Tuttavia, i sintomi più comuni nei quadri di spalla dolorosa sono dolore e impotenza funzionale, la cui intensità può essere molto variabile. Il dolore ha nella maggioranza dei casi un esordio lento e in assenza di un vero e proprio trauma che lo possa giustificare, inizia spesso senza un apparente motivo e va via via peggiorando (fase acuta) per poi in alcuni casi stabilizzarsi nel tempo (fase cronica).
I movimenti che tipicamente possono evocare questo tipo di dolore sono l’abduzione e/o la flessione, ma talvolta anche l’intrarotazione o l’extrarotazione di spalla. Oltre al dolore, può esserci crescente debolezza, riduzione del ROM e (raramente) lieve gonfiore locale. In alcuni casi, specialmente nelle fasi più acute e irritative, anche le attività di vita quotidiana e il sonno sul lato interessato possono causare dolore ed essere limitate.
Rimedi per la spalla dolorosa: cosa fare?

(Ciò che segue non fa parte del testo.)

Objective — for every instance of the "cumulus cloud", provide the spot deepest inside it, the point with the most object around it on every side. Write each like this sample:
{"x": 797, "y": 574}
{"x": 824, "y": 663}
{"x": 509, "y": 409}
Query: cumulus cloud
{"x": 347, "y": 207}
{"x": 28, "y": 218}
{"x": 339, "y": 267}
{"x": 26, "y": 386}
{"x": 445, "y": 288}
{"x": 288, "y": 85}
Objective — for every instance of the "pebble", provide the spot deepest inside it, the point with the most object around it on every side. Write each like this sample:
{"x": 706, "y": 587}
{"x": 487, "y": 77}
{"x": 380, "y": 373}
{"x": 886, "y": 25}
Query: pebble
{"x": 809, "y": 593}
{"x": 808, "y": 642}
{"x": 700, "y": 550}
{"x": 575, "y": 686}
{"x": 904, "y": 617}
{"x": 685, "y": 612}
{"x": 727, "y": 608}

Una volta analizzate le possibili cause di spalla dolorosa, quali sono i possibili rimedi per una corretta gestione? Partiamo col dire che un corretto trattamento dovrà necessariamente essere contestualizzato in base ai meccanismi patologici che stanno alla base del dolore di spalla, e in base alle caratteristiche e alla storia del soggetto, oltre che alle sue attuali capacità funzionali.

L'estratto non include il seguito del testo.